We were so lucky.   6th May was hot and sunny with clear views over the north of Dartmoor.  14  walkers left the car park by the house that used to be the Rising Sun pub, on the old A30 near South Zeal.    The first stop was the chimney which had served Ramsley Mine until the early 20th century.  The stack was damaged by a storm in 1998 and repaired by the Parish Council.   During its heyday the mine had several shafts said to be up to 170 fathoms deep.

 

Ramsley mine chimney. Photo: Val Barns

Ramsley mine chimney. Photo: Val Barns

 

After a few hundred yards along the road, we took the packhorse track from Prospect towards the open moor.   This runs for 5.5 miles to Hangingstone Hill and was used for access to peat cutting areas.   The peat was sold at peat markets in towns to the north of South Zeal including Hatherleigh and North Tawton.

The track winds its way onto the open moor between fields enclosed in the 19th century by farmers and miners from South Zeal; they ran into dispute with the landowner, the Duchy of Cornwall.   Some of the fields are now Access Land, but others are still in use.

After a hot climb to the open moor we arrived at the triple stone row and double cist, known as “the Cemetery”.   It is almost 150 m long from the double cist and there is a large stone (probably a blocking stone) 30 metres further on.   Some of the taller stones, nearest to the cist, were re-erected when the site was investigated by the Dartmoor Exploration Committee in 1886.

 

The Cemetery - Cosdon triple stone row.
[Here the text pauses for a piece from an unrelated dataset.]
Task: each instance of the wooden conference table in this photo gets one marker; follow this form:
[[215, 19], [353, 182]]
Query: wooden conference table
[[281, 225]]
Photo: David Turrell

The Cemetery – Cosdon triple stone row. Photo: David Turrell

 

Half an hour of contouring and climbing brought us to the summit of Cosdon with its very large hilltop cairn, visible from much of the north moor.  Lunch was taken in the sunshine, with views to north Devon and Cornwall, Yes Tor and other tors to the west and south.   The area around Cosdon cairn was surveyed by the Dartmoor Preservation Association survey team a few years ago.    Close by is a ring cairn over 20 metres in diameter, although now only half a metre or so high and within a couple of hundred metres are a smaller ring cairn, and a very small cairn as well as another large cairn (very easy to see as it is on the most used track).

 

Ramsley Common. Photo: David Turrell

Ramsley Common. Photo: David Turrell

 

The return journey, almost all downhill, went north from the summit to where the leat from Small Brook leaves the moor, then down more old-established farm and mining tracks, and finally through Pixie’s Moor, an area of wet, enclosed but not farmed land, now given over to wildlife.   Finally, up and over Ramsley again, passing mining spoil heaps and remains.